Now with a little more experience under my belt, I agree that determining value is the cornerstone of all finance activities, especially aviation finance. The most significant variable in nearly all aircraft leasing and finance transactions is determining the value of the asset – in most cases- an aircraft or an engine. The need for credible asset value assessment spawned an entire segment of the industry comprised of appraisal and valuation firms. While there is a governing body for aviation asset appraisers called ISTAT, each firm has its own approach and views on methodology and the sector provides an essential service to the aviation finance community. The challenge has been to ascribe value to an asset that is influenced by so many variables, many of which are ignored for the purposes of determining “market” value under theoretical market conditions, which may or may not be applicable.
While this may seem counterintuitive, the challenge to determining an aircraft’s value is more difficult with younger aircraft. At GA Telesis we take a practical approach noting that with a new aircraft, its value is much more than the sum of its parts. If a new aircraft were disassembled for parts it would only be worth a fraction of its delivered price. The majority of its value is based on the revenue generating capability of that aircraft for an airline and what an airline is willing to pay for that capability in purchase price or lease rent. As an aircraft ages and its remaining useful life decreases, the value of that aircraft migrates closer to the sum of its parts, since its remaining revenue service life has shortened.
Thus, valuing a mid-life or end-of-life aircraft is more tangible, but this leads to a different challenge: values for used serviceable material (used airframe and engine parts) are not published, but determined by supply and demand. Further, price visibility is really only available to those who participate in that trading market. Academics may try to triangulate or procure trading values for used aircraft parts, but that source data is often limited or outdated.
Having actual trading data and price discovery on used serviceable material is a major information advantage that we at GA Telesis are fortunate to have available at our fingertips and is a key component of our granular, piece-part value assessment for any aircraft or engine investment.

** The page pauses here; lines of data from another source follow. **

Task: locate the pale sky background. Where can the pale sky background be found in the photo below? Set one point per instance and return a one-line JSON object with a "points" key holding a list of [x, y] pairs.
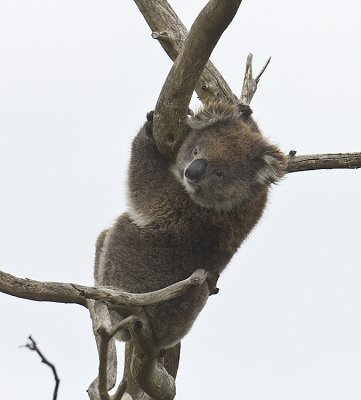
{"points": [[76, 81]]}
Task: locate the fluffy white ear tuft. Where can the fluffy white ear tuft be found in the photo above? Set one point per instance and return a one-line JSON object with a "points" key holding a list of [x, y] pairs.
{"points": [[273, 170]]}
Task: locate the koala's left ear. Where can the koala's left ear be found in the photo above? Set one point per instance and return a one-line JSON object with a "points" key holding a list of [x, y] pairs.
{"points": [[274, 167]]}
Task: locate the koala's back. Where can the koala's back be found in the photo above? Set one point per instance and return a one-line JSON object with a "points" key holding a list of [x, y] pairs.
{"points": [[141, 260]]}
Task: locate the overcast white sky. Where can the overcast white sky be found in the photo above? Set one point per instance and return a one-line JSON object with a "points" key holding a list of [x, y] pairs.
{"points": [[76, 80]]}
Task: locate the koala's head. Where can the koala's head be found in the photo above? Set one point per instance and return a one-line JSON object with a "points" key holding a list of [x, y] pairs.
{"points": [[225, 160]]}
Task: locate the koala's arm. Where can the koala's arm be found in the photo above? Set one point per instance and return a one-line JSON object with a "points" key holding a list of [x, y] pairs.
{"points": [[98, 251], [152, 187]]}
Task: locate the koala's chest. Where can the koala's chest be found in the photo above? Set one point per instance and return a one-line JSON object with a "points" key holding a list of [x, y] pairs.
{"points": [[172, 254]]}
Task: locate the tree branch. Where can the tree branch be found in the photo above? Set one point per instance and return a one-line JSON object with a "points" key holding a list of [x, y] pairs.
{"points": [[32, 345], [170, 114], [323, 161], [171, 33], [78, 294]]}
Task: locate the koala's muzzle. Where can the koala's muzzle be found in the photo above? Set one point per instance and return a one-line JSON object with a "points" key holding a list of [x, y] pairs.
{"points": [[196, 170]]}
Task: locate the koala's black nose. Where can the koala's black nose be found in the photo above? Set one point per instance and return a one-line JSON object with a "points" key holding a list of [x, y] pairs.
{"points": [[196, 169]]}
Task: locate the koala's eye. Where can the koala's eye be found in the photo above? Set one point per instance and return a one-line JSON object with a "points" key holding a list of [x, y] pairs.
{"points": [[195, 151]]}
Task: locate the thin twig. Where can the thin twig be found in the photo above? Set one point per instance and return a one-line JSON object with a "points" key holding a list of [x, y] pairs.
{"points": [[32, 345], [249, 86]]}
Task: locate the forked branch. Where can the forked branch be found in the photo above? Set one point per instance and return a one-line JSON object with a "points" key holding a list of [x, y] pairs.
{"points": [[171, 110], [32, 345]]}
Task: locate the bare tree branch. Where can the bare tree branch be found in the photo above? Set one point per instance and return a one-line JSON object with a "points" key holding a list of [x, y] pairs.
{"points": [[323, 161], [32, 345], [170, 114], [72, 293], [106, 379]]}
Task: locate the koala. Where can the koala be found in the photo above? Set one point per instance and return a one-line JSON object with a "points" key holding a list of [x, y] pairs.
{"points": [[189, 214]]}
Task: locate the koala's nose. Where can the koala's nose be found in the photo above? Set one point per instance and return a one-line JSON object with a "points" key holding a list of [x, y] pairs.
{"points": [[196, 169]]}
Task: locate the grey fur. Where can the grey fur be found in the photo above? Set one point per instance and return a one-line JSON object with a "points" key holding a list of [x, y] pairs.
{"points": [[175, 226]]}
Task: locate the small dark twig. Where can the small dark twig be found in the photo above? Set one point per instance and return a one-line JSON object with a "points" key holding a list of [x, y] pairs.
{"points": [[32, 345], [249, 83]]}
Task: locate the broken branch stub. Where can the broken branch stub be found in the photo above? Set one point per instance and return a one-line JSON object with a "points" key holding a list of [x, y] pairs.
{"points": [[170, 113]]}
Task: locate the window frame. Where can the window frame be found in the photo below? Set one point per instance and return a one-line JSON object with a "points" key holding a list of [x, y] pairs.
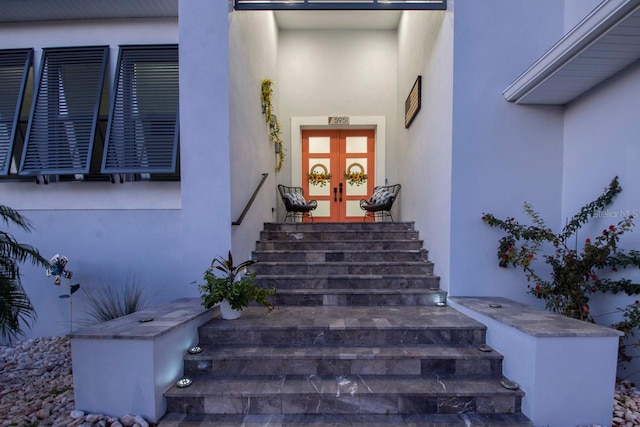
{"points": [[45, 138], [127, 143]]}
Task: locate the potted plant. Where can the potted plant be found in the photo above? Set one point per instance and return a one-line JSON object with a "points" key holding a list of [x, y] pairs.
{"points": [[232, 289]]}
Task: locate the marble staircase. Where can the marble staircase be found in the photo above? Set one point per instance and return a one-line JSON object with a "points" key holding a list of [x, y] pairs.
{"points": [[360, 335]]}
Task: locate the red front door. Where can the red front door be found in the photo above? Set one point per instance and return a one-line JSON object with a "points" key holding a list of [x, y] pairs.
{"points": [[338, 169]]}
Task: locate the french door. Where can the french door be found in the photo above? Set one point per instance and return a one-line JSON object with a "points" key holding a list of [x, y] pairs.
{"points": [[338, 170]]}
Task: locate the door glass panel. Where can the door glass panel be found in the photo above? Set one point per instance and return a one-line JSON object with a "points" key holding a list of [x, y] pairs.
{"points": [[356, 176], [323, 209], [356, 144], [319, 173], [319, 144]]}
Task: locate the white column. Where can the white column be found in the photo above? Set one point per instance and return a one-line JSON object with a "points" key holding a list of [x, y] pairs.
{"points": [[204, 133]]}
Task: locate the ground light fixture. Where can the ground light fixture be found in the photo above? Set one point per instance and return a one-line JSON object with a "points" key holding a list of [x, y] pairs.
{"points": [[195, 349], [183, 382]]}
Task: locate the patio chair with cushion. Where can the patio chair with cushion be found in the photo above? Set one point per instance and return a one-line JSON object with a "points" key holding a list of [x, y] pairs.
{"points": [[380, 203], [296, 205]]}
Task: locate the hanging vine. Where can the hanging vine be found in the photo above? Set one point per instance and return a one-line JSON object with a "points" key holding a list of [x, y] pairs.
{"points": [[272, 121]]}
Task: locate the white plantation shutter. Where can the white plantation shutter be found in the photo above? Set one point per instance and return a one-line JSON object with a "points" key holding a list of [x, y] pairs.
{"points": [[142, 134], [15, 65], [64, 117]]}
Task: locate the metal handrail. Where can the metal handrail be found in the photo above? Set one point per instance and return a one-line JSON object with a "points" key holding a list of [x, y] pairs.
{"points": [[250, 202]]}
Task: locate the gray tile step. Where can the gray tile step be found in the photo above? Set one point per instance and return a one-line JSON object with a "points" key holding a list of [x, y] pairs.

Investors without access to that data are applying their best estimates, based on generally available information, such as appraisals, but in what has become a highly competitive market, better data will often differentiate the winners and losers.
By the way, I don’t regret not getting the Wall Street internship. I took a summer internship with Heller Financial in their Aircraft Finance Division. Without that almost random course change in my career trajectory, I would not have been exposed to aircraft finance, which was the launching point of what has now been nearly 22 years in this amazing industry where I now lead the aviation lease/finance unit at GA Telesis.